Rani slowly, boldly worked her way from his lips to his jaw and throat, then let her clever little tongue flick against his hard male nipples. She nuzzled the crisp golden hair of his chest and traced its narrowing descent across his belly. The pattern of body hair led her as clearly as a map to where it blossomed in thick golden fur, surrounding his phallus. She teased it with her tongue and teeth, lightly nipping, then sitting back on her haunches to watch the straining arousal twitch and pulse with heat and need.
He muttered an unintelligible oath. She lowered her head, taking his staff into her mouth, delicately, slowly, using every soft, erotic skill he had taught her, all the while remembering the first time he had shown her that men and women could make love to each other this way. Soon her sensuous teasing led him to buck and arch his back, pulling on her hair as she applied herself more forcefully.
“No, no...slowly...wait, little one...” he gasped, pulling her from the delicious exercise that was driving him mindless with pleasure. He lifted her up until her slim legs straddled his hips, then lowered her onto him, impaling her.
She flung her head back like a pagan goddess, letting her hair dance across his thighs and fall between them, brushing his sensitive flesh until sweat beaded his face. Benjamin held her hips immobilized as he struggled to keep from spilling his seed before he had pleasured her.
“Wild, greedy wench,” he murmured low, releasing his tight hold on her soft little buttocks. He lifted them slowly, then let them fall, enveloping him in her wet, hot sheath, creating a languorous, gentle rhythm. “Kiss me, Rani.” She bent toward him, letting her breasts brush his chest as her lips sought his.
Her moan of ecstasy rewarded him as he stroked up, deeply inside her at the same time his mouth claimed hers in a fierce yet oddly delicate kiss. He could feel her excitement building as she panted, brushing the hardened points of her nipples against his chest, riding him with increasingly harder, deeper and swifter strokes. Even the most abandoned Taino women who had given him his adolescent education on the hato had not been this passionate, this fiery. What he shared with Rani went beyond mere passion. Tis a madness of the soul, searing me, obsessing me. He felt the wet, velvety heat of her flesh quiver and convulse in release, pushing him over the abyss into blissful oblivion.
Slowly their breathing returned to normal and they lay, still intimately entwined, Rani atop Benjamin. She snuggled against his chest and a black curl tickled his nose. A light sheen of perspiration slicked their bodies. He ran his hand down the delicate curve of her spine, feeling the dampness, smelling the musky fragrance of their lovemaking. She lay like a feather, so small and light that he felt no burden keeping her thus all night. “You see how well your philter works, little sorceress?” he whispered in her ear.
“Aye, Benjamin.” She mouthed the words silently against his throat, loving to form his name on her lips. You lust for me, but you do not love me. She squeezed her eyes tightly closed lest he feel the telltale wetness of her tears. She was Romni, to this family a caraque, unfit to be wife to a man such as Benjamin Torres.
Benjamin's thoughts were troubled as well. Again he had filled her with his seed. If she was not already carrying his child, she soon would be. She had given him her virginity and she loved him. I use her ill for I cannot wed her. He finally drifted into a troubled sleep, fìlled with dreams of Espanola, Miriam and Rigo.
* * * *
“Olivia, I know not what to do! She is so strange and wild. She goes about the house and gardens with that frightening wolf. The other day she stripped off all her clothes and cavorted in the fountain with the beast!” Ruth wrung her hands and looked at her niece with beseeching brown eyes.

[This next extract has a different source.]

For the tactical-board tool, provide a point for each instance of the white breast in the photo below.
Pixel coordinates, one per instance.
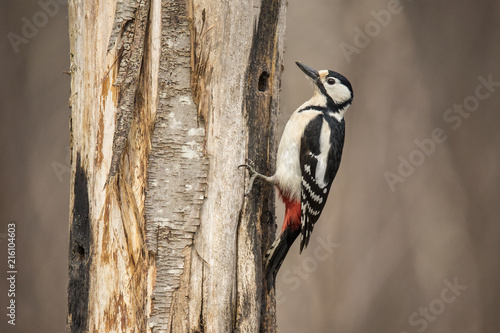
(288, 174)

Olivia Guzman Fontaine fought the urge to laugh aloud with pure glee at the Gypsy girl's antics. Her generous lips spread in a wide smile, twitching at the corners of her mouth. “I know you are upset, Aunt Ruth,” she replied. The orphan daughter of Ana Torres and Lorenzo Guzman was a beautiful woman who took from her father only his height and slimness. Her warm disposition and elegantly sculpted features were both the heritage of her mother's family, as were her piercing blue Torres eyes. Now those eyes danced with mirth as she thought of her proper cousin Benjamin, always the serious physician and dutiful son, bewitched by a slip of a girl who had apparently turned their uncle's household on its ear in less than a fortnight.
She had been in the country, recovering from the birth of her third child, while her family in Marseilles was under siege. “Perhaps if I were to meet this Rani I would be able to...er, do something with her.”
Ruth's eyes widened, then narrowed as she watched the play of emotions on Olivia's face. Since Ana's death at the hands of the Inquisition, she and Isaac had raised Olivia with their own granddaughter Rebecca. “I know you as well as anyone, Olivia. You think this whole wretched tangle amusing. Once you see the girl and her wolf you may not be smiling so. I would hate to have your husband widowed with three small children to raise if Vero gobbled you up like one of cook's chickens,” Ruth added, only half in jest.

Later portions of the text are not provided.